The purpose of the project is for the whole university to look at problems of vulnerability of critical infrastructure in telecommunications, the air traffic control system, national monuments and buildings–any threat to the security of the American homeland from our enemies here and abroad. The idea was to think within the university about strategies for defending the U.S. homeland against foreign and domestic threats. We actively involved other units, including the School of Public Policy, Information Technology and Engineering, the College of Nursing and Health Science, the College of Arts and Sciences, and the Institute for Conflict Analysis and Resolution. We really reached out to all of the units that can help solve this problem.

We had our strongest entering class in the history of Law School. In addition, the Tech Center sponsored another successful networked economy summit. Also, we received an important gift from the National Rifle Association to create the Patrick Henry Professorship of Constitutional Studies and Second Amendment, which is held by Professor Nelson Lund. This is the first endowed professorship in about 20 years.

How have the budget cuts over the past couple of years affected the Law School?

We have tried to avoid cutting back on programs as a result of the budget cuts. The biggest impact has been on our faculty, who have not received the raises they certainly deserved. In addition, tuition increases were painful; in many cases, they were unplanned. We’ve attracted students with modest means, so increased tuition has been a hardship.

We put together a special fund initiated by a current student–he contributed $20,000, and others followed. The “We Help Each Other” fund is sort of a rainy day fund. Any student who has experienced an unexpected hardship can apply for money. I think the fund is one good thing that’s come from the budget cuts. It encourages us to help students in need from increased tuition and other things that have happened in their lives.

What are your goals for the upcoming year?

Our first goal is to make the Critical Infrastructure Protection Project even more useful to the university and develop new initiatives that will attract federal funding, not just for the Law School, but also for the benefit of other units. We also hope to admit the strongest entering class we’ve ever had. It’s an increasingly select group. At the same time, we want to hire more outstanding professors.

What challenges do you see?

One challenge will be to continue to find jobs for our students. We have a 98 percent employment success rate. We want to maintain that in the coming year and hope the economy will improve.

We continue to look for funding for a new project called the Rule of Law Initiative and hope other units within the university will participate once we find funding. The initiative would help solve the problem created by the absence of the rule of law in many developing countries such as those in Latin America. The need is critical because of the absence of property rights, the lack of enforceable contracts, and the problem of corruption among judges.
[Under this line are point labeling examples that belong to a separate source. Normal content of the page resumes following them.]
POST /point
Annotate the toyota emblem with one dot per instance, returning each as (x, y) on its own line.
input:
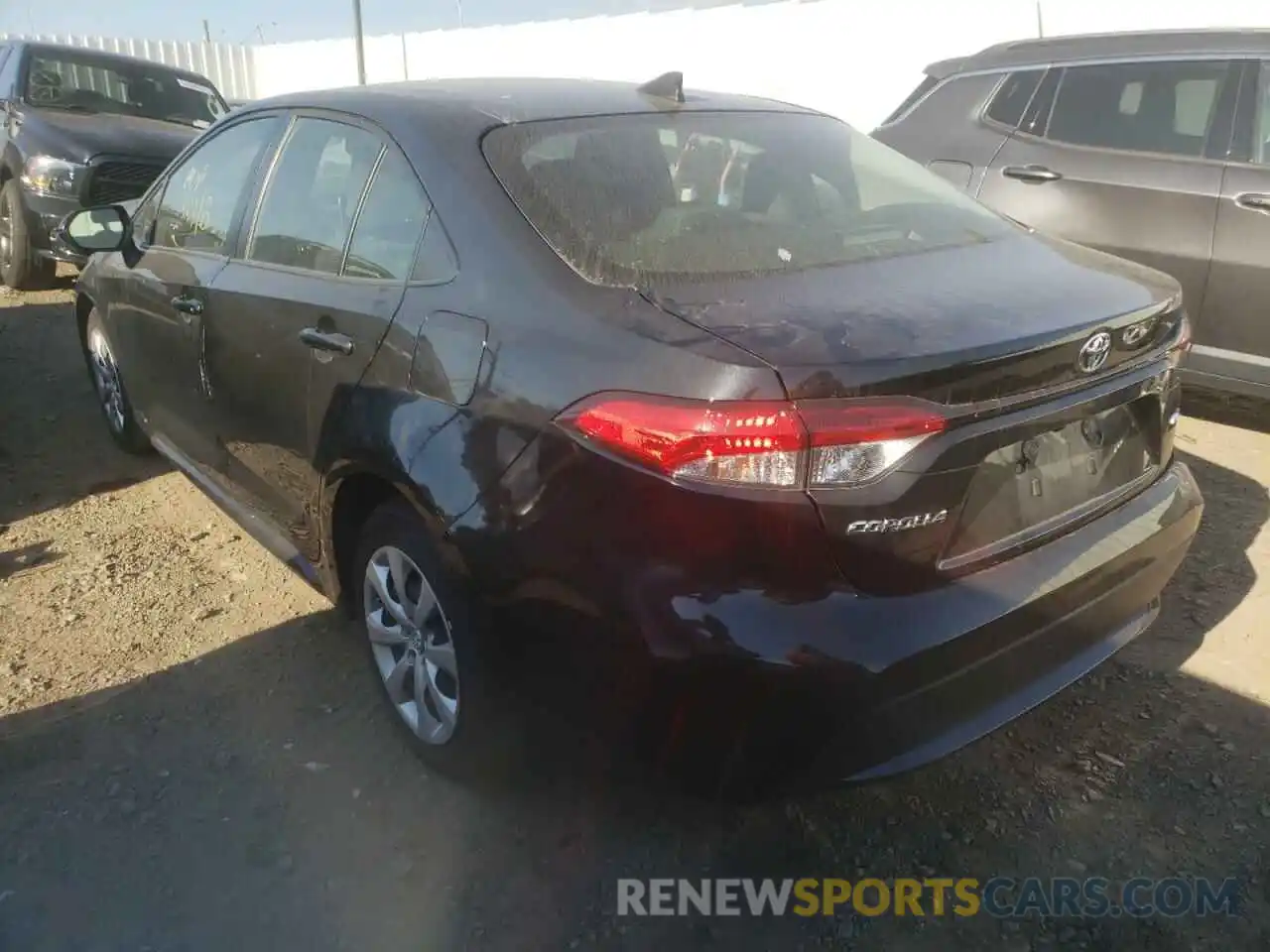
(1093, 353)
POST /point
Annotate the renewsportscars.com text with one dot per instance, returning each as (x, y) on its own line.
(962, 896)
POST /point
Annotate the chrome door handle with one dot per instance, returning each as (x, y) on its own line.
(326, 340)
(1254, 202)
(1037, 175)
(187, 304)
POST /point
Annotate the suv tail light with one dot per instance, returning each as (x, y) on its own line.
(757, 442)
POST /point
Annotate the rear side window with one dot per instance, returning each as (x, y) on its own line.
(1147, 107)
(203, 190)
(639, 199)
(390, 222)
(1012, 96)
(925, 86)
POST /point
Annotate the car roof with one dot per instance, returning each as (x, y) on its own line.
(486, 102)
(1225, 44)
(105, 55)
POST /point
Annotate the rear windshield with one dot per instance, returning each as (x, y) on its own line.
(639, 199)
(80, 81)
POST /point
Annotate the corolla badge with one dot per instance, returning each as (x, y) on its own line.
(1093, 353)
(907, 522)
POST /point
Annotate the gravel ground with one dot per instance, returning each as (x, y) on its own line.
(190, 757)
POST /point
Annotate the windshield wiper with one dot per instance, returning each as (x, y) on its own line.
(67, 107)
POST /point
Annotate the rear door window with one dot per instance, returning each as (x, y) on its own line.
(390, 222)
(202, 194)
(313, 194)
(1142, 107)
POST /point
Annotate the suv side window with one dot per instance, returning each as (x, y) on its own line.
(203, 191)
(1012, 96)
(1261, 130)
(9, 60)
(309, 203)
(390, 222)
(1138, 107)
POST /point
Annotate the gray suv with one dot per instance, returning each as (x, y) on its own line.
(1152, 146)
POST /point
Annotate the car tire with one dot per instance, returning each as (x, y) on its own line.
(439, 651)
(21, 268)
(112, 397)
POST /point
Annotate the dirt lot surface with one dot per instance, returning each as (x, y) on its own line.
(191, 757)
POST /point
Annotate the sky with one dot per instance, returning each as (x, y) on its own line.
(284, 21)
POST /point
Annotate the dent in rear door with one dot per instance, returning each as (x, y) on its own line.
(1116, 158)
(1232, 330)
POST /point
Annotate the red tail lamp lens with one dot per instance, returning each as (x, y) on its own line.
(763, 443)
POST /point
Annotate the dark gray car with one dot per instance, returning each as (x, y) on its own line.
(1153, 146)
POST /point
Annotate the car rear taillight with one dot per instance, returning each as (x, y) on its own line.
(757, 442)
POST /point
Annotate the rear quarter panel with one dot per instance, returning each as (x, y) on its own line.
(947, 127)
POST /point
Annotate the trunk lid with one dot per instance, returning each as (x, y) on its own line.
(1046, 430)
(982, 322)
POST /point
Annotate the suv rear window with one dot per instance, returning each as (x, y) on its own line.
(634, 199)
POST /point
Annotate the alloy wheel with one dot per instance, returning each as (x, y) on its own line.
(412, 644)
(105, 376)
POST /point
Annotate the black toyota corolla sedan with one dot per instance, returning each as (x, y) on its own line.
(707, 416)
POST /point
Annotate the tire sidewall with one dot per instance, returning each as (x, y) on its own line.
(131, 438)
(24, 271)
(476, 744)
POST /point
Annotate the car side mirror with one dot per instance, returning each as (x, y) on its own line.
(102, 229)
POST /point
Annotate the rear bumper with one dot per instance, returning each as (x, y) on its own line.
(862, 687)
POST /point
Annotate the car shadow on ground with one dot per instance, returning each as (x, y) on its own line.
(55, 447)
(1218, 572)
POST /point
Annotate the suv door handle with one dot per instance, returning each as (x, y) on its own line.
(1038, 175)
(1254, 202)
(325, 340)
(187, 304)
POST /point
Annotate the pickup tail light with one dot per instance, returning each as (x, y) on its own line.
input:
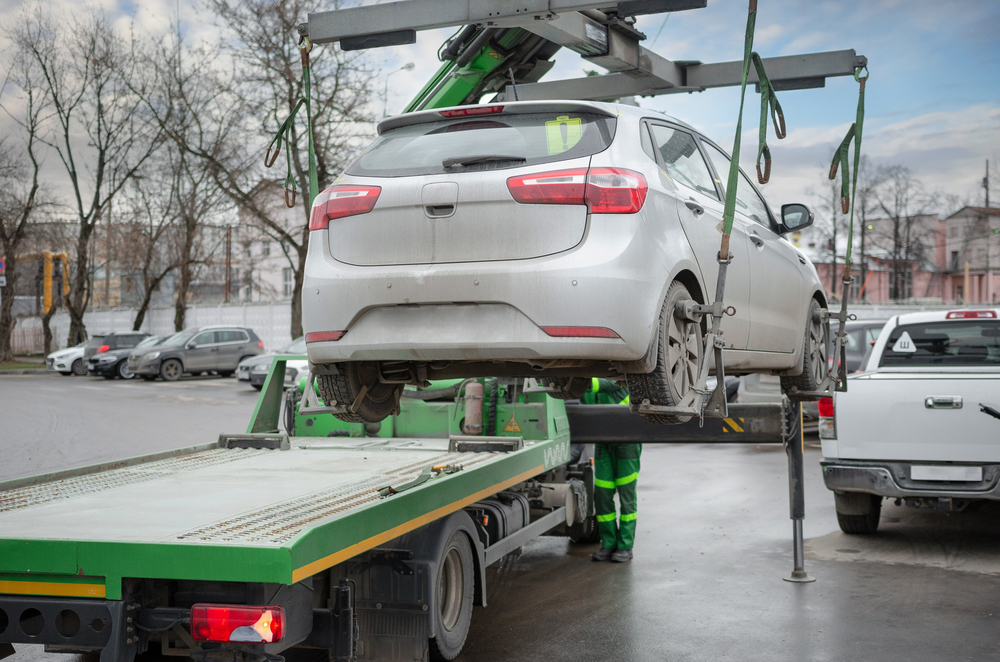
(827, 420)
(237, 623)
(345, 200)
(603, 190)
(971, 314)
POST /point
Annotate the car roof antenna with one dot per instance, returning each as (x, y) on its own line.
(510, 72)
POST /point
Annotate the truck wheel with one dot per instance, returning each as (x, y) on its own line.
(171, 370)
(678, 360)
(814, 357)
(858, 512)
(454, 598)
(568, 388)
(379, 401)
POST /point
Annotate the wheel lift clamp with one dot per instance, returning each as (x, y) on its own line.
(769, 423)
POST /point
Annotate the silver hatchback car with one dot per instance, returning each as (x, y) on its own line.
(548, 239)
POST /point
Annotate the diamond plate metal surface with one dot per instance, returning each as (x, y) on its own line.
(282, 521)
(60, 490)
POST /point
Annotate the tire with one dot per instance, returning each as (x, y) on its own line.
(379, 401)
(455, 588)
(851, 503)
(122, 370)
(814, 358)
(678, 359)
(568, 388)
(171, 370)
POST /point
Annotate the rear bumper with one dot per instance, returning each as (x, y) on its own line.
(493, 311)
(891, 479)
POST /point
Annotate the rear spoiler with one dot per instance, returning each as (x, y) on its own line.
(508, 108)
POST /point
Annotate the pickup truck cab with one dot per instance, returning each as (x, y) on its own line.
(920, 423)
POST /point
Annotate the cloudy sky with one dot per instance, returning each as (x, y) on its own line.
(933, 99)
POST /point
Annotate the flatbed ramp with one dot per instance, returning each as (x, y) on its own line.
(243, 514)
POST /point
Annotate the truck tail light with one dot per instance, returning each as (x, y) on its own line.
(971, 314)
(603, 190)
(827, 419)
(345, 200)
(237, 623)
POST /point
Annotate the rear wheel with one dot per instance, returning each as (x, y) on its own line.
(454, 598)
(343, 389)
(678, 360)
(858, 512)
(814, 357)
(171, 370)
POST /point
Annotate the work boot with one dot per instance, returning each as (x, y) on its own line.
(603, 554)
(621, 555)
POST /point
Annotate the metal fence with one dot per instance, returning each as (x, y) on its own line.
(270, 321)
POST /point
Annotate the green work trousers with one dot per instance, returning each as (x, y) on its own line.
(616, 468)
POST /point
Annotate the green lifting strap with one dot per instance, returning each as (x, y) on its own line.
(285, 134)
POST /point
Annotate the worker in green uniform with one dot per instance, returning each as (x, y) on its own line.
(616, 468)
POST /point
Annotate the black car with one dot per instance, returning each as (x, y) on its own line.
(113, 363)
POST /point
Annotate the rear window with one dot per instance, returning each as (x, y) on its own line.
(943, 344)
(484, 143)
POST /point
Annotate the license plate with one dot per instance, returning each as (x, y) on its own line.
(950, 474)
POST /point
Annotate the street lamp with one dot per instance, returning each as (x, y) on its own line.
(409, 66)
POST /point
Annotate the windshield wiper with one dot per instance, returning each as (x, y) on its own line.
(484, 158)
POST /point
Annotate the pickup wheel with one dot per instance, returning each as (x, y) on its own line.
(814, 357)
(678, 360)
(379, 401)
(455, 587)
(857, 512)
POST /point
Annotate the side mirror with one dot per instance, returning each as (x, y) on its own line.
(795, 217)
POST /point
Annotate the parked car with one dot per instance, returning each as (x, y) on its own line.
(549, 239)
(920, 424)
(69, 361)
(254, 370)
(194, 351)
(114, 363)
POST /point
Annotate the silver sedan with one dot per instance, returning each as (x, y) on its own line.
(548, 239)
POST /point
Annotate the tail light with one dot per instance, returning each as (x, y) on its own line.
(827, 420)
(345, 200)
(237, 623)
(603, 190)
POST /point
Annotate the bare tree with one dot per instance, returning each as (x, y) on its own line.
(20, 165)
(904, 235)
(227, 117)
(98, 129)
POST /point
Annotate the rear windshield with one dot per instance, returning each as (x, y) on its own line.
(484, 143)
(942, 344)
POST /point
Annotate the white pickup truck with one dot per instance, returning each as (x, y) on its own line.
(921, 423)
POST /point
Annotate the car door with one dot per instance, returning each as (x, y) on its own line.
(231, 344)
(698, 197)
(202, 352)
(777, 304)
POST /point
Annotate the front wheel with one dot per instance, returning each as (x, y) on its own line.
(455, 589)
(171, 370)
(814, 357)
(678, 360)
(344, 388)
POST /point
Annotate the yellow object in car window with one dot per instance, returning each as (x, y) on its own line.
(563, 133)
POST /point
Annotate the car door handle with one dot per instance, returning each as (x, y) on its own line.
(694, 206)
(943, 402)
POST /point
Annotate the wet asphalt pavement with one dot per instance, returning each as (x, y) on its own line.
(713, 543)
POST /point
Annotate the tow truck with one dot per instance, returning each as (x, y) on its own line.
(349, 540)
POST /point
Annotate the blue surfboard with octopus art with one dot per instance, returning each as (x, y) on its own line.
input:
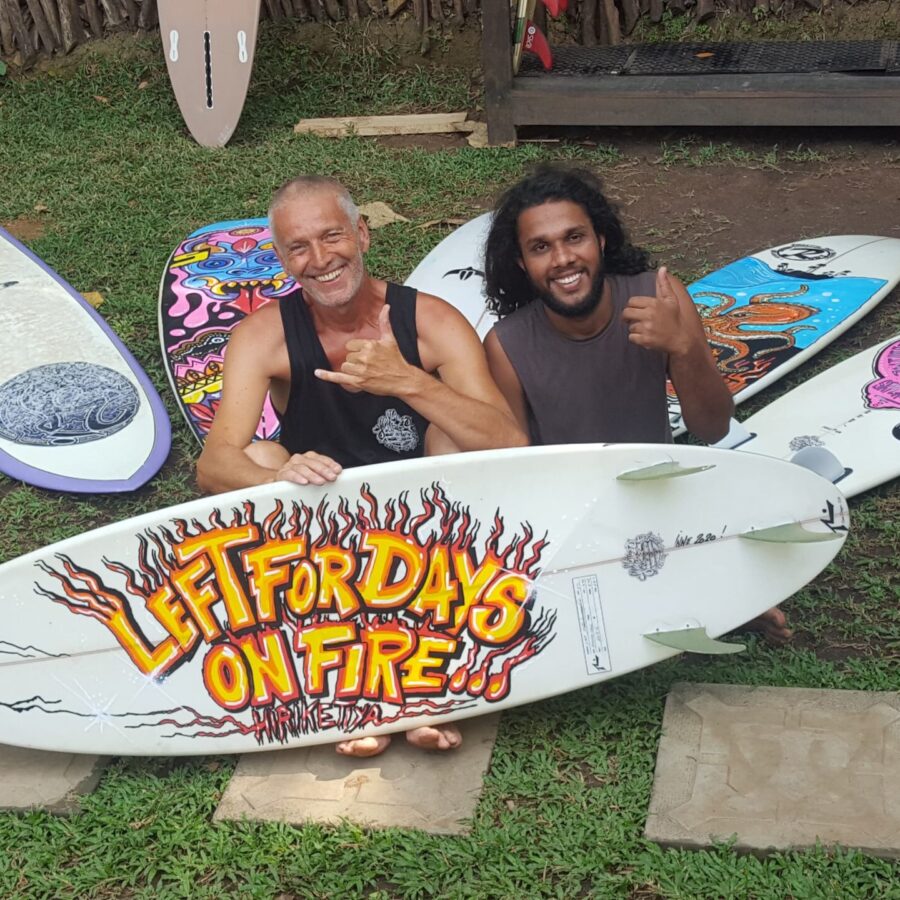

All of these factors impoverish Latin American countries.

In the past, our nation has sought to improve prosperity in Latin America by large-scale public investment projects such as dams and highways. But despite billions of dollars invested in these projects, these countries remain poor. The one thing that has not been tried is to create an infrastructure similar to the one that is the foundation of our own economic prosperity, namely the rule of law. So we would like to acquire funding to do what we can to promote the rule of law in less developed countries, especially Latin America.

Similar to the partnership with the Critical Infrastructure Protection Project, we’d hope the same process would follow with the Law School as the first investor and the steward and other units getting involved. We’ve been seeking funding over the past year and continue to seek funding. Our hope is that the USAID, World Bank, or IMF would fund this project at least on a start-up basis and then we’d be able to acquire more funding after we put some programs on the ground.

Where do you see the Law School in five years?

We hope to be an even better law school, working towards our objective of being one of the top five law schools in the country. We have a fabulous location with many opportunities and a tremendous faculty.

Are there any new faculty members you’d like the university community to be aware of?

This coming year we have Ilya Somin, a young professor coming to us from Northwestern Law School. He has a Ph.D. in political science as well as a law degree, and he’ll be teaching constitutional law.